Fortunately, the IPCC shows that a pathway exists to maintain warming close to 1.5°C providing there are rapid reductions in greenhouse gas emissions. In May, the International Energy Agency's first comprehensive energy roadmap stated that the 'pathway is narrow and requires an unprecedented transformation of how energy is produced, transported and used globally'. Crucially they state that no new oil and natural gas fields are needed in this pathway. 

Clearly, there is no more time for further delays or obstruction and urgent action is needed to avoid the worst impacts from climate change. 
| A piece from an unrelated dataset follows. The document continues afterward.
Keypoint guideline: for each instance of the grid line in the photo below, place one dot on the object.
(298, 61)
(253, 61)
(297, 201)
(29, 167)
There is no doubt that, just like with COVID-19, this is a race.

Last updated: 09 Aug 2021 2:14pm
Declared conflicts of interest:
None declared.
Kevin Parton is an Emeritus Professor at the Institute for Land, Water and Society at Charles Sturt University

The overall message of the IPCC Report is that climate scientists are even more confident that the world is undergoing serious climate change and that it is largely human-caused. Moreover, the only way to prevent this from becoming a cataclysmic disaster is to get back to net-zero emissions of greenhouse gases as soon as possible.

The impacts on various climate indicators such as sea-level rise, loss of glaciers, Arctic sea ice, and extreme weather events are becoming more pronounced. Many of these changes will be irreversible for centuries to come.

The Paris Agreement has developed various policy interventions to mitigate climate change. These include more rigorous carbon pricing. This IPCC Report wants governments to pursue these policies much more vigorously.

If there is an optimistic aspect to the report, it is that there are pathways to climate-resilient sustainable development, but these require urgent, concerted and cooperative mitigation policy action by the major polluting countries.

Last updated: 09 Aug 2021 2:12pm
Declared conflicts of interest:
Kevin has declared he has no conflicts of interest.